I’m chiming in here because I’m one of many POC in the ad industry who reached out to ADCOLOR through the years to see how I could get involved, and got radio silence in return because I wasn’t a part of Omnicom. There are a lot of us, all with the same story, which we only started swapping once Nathan started talking.

So from personal experience when I think of ADCOLOR I think of a bunch of diversity pencil pushers from New York parachuting into whatever city they most want to vacation in on Omnicom’s dime, hobnobbing in fancy hotels with celebrities they give awards to just so the can hang out and get pictures with them, then returning to New York to do nothing measurable about diversity except plan next year’s vacation and celebrity photo op.

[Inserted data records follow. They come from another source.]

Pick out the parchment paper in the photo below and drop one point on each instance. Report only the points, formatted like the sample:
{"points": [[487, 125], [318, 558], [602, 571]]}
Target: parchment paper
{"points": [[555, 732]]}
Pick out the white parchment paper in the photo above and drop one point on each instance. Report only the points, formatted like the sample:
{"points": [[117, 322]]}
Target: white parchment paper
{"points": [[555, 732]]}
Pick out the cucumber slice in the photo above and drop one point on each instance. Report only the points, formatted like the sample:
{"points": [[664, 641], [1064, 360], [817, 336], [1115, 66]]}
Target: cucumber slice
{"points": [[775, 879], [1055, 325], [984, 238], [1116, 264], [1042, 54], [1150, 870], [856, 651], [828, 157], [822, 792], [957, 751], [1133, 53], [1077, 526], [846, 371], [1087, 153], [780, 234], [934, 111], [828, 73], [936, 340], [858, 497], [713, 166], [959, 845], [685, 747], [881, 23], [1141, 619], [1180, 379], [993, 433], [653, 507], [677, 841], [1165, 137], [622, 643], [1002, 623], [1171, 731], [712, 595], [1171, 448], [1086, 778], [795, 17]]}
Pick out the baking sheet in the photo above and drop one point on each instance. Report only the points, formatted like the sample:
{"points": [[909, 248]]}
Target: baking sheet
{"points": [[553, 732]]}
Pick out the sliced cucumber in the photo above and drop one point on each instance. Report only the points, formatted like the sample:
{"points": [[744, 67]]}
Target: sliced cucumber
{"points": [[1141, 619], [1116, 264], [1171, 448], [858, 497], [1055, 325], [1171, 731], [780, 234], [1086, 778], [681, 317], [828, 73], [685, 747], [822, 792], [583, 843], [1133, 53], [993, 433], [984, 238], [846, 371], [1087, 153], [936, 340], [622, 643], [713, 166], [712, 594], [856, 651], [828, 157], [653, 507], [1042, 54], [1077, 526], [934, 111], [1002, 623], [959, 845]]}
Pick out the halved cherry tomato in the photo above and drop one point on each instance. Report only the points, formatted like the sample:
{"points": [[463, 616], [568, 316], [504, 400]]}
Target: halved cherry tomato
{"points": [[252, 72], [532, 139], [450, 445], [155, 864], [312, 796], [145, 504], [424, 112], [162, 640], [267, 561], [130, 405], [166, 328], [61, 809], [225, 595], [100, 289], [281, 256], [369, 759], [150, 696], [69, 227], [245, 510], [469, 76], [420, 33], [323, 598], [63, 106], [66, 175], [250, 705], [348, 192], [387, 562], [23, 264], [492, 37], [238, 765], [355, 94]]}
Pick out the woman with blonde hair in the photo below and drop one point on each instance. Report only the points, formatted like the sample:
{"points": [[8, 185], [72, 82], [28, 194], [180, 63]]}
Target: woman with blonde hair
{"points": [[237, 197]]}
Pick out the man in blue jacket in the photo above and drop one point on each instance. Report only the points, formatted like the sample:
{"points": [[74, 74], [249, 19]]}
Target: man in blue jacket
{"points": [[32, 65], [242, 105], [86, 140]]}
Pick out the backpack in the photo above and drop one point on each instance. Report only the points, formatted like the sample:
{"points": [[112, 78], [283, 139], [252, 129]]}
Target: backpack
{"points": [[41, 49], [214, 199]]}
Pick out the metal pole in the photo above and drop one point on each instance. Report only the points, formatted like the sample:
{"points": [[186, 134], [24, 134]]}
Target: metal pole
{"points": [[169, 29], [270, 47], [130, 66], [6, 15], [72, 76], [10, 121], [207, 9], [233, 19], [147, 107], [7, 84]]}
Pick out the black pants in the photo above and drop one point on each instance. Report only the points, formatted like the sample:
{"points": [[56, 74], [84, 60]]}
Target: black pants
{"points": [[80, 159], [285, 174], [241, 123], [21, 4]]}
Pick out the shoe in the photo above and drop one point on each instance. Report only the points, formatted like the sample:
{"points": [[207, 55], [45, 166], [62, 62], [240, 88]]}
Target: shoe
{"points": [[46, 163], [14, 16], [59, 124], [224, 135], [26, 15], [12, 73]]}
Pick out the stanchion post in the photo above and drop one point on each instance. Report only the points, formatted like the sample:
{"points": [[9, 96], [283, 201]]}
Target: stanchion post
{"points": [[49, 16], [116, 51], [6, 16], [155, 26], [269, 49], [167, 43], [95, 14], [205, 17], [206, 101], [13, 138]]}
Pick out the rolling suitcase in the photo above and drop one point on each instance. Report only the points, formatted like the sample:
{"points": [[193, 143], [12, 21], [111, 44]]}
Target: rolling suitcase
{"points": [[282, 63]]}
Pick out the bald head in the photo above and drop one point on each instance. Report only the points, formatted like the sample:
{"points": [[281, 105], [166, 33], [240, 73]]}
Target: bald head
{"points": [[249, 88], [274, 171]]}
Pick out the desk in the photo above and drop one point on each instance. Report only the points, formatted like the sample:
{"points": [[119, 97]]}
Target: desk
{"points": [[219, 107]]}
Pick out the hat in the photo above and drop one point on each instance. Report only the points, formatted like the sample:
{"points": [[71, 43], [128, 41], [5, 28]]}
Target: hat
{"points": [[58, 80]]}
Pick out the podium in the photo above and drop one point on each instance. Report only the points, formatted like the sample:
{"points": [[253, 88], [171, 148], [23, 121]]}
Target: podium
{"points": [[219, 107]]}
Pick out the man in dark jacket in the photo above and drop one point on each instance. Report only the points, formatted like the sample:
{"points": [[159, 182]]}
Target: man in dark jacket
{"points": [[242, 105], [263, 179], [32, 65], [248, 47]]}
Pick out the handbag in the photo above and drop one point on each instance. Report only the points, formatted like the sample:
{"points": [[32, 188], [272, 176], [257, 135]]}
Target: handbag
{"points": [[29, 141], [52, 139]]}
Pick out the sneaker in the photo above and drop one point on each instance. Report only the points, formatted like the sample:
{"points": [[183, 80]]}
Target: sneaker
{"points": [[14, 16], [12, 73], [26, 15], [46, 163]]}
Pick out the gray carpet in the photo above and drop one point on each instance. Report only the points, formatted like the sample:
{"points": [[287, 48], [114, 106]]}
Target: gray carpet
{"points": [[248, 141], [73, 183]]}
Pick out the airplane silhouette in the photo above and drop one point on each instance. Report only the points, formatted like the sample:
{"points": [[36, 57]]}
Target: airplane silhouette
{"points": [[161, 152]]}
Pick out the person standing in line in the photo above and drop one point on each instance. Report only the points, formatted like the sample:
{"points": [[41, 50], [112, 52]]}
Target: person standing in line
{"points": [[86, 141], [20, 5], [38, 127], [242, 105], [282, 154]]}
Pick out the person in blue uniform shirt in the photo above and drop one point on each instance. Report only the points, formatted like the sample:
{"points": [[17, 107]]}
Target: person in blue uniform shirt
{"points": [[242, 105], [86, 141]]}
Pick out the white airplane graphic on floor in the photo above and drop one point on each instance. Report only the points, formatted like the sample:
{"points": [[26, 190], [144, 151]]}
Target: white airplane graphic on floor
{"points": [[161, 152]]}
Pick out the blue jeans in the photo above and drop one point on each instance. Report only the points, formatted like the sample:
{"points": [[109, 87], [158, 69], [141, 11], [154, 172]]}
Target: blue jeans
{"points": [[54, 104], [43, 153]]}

ADCOLOR could have made some diversity progress a dozen years ago but nope, it was more important to get giggly starstruck photos next to Bill Cosby, and professional tennis players who had zero to do with the advertising industry.

Oh, and get truly racist white admen and women on stage to collect diversity awards they did not earn, but that allowed them to scrub their reputation clean with their ADCOLOR Award Get Out Of Racism Jail Free pass in hand.

Anonymous said...

If you think ADCOLOR really intended to move the needle in favor of diversifying the advertising industry, please take a few minutes from your day and google "Tiffany Warren House New York Times."

From the private hairstylist to the Sunday brunch at the Mandarin Oriental, the article makes clear how little she and her ilk are looking to change anything.